The Basics of Microscope Magnification: Everything You Need to Know

In many disciplines, the microscope is a scientist’s best friend. It’s the trusty sidekick that provides insight, clarity and new perspectives as you dive into uncharted territory. We interact with microscopes so often that operating them can become sheer muscle memory, and we no longer think about why we use them as we do. In this article, we’ll take a step back to reacquaint ourselves with the basic tenets of microscope magnification

What Is Magnification?

Simply put, magnification refers to how much an object is visually enlarged when observed under a microscope. It’s usually represented in terms of x–for instance, 2x, 10x and 20x mean that the observable object appears to be twice as big, 10 times as big or 20 times as big when viewed through the microscope eyepiece. Like all things, even your microscope’s magnification has limits. Analog microscopes that use light and mirrors to magnify objects usually max out at about 1,500x magnification. This is because light wavelengths cause the image to appear unclear at that magnitude of magnification. Electron microscopes, however, can produce images that exhibit impressive clarity all the way up to 200,000x magnification since electrons have much shorter wavelengths. 

Measuring Magnification 

Most compound light microscopes have two types of lenses–the ocular lens and the objective lens. The ocular lens is the lens on the eyepiece. The objective lens is the lens closest to the object or slide being observed.

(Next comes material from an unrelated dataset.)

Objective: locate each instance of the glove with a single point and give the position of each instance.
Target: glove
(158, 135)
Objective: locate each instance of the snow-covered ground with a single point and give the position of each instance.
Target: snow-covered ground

Most microscopes have a rotating disc with at least three objective lenses attached, so the observer can choose an appropriate magnification. In order to measure the total magnification, you must calculate the product of the ocular lens and the objective lens. To do this, record the magnification of the ocular lens in the eyepiece and record the magnification of the objective lens (these numbers are usually engraved on the sides of both types of lenses). Next, multiply the ocular lens magnification by the objective lens magnification. This will give you the total magnification. For instance, if you are using an ocular lens with 10x magnification and an objective lens with 50x magnification, your total magnification is 500x. 

Adjusting Magnification

By switching up the configuration of your lenses, you can achieve a wide range of microscope magnification. A standard microscope eyepiece magnifies an object 10x. However, you can find eyepieces that magnify 15x, 20x and even 30x or higher. This presents a plethora of options in terms of combining the ocular and objective lenses to reach the perfect point of magnification. To adjust the magnification, simply switch out the ocular and/or the objective lenses until you find the ideal combination for viewing your sample or slide. Remember, the highest magnification is not always the best, as compound light microscopes can really only magnify up to a certain point before the images lose clarity and become unreliable.   

Things to Keep in Mind

Knowing how to measure and adjust your microscope are the building blocks for microscopy skills. But what other factors can affect how you view your sample? For starters, make sure the stage is all the way down and locked into place. The stage is the flat surface on which you rest your slide or sample for viewing. If it isn’t in a fixed position, you may have a hard time bringing your image into focus. When using the coarse adjustment knob to move the lenses up and down, or further away and closer to your objective, make sure you do not bring the lenses close enough to touch the slide. This could result in something as simple as bumping the slide and having to refocus, or as impactful as actually crushing your sample. As with any laboratory equipment, proceed carefully and with caution to prevent any unnecessary lab mishaps

Compound light microscopes are relatively easy-to-use machines, as long as you take care of them properly and understand the basics of magnification. Through the wide variety of ocular and objective lens combinations, you can visualize whole worlds in a slide, and maybe even make some surprising discoveries. Understanding the basics of microscope magnification can enable you to use this common piece of lab equipment to your best advantage.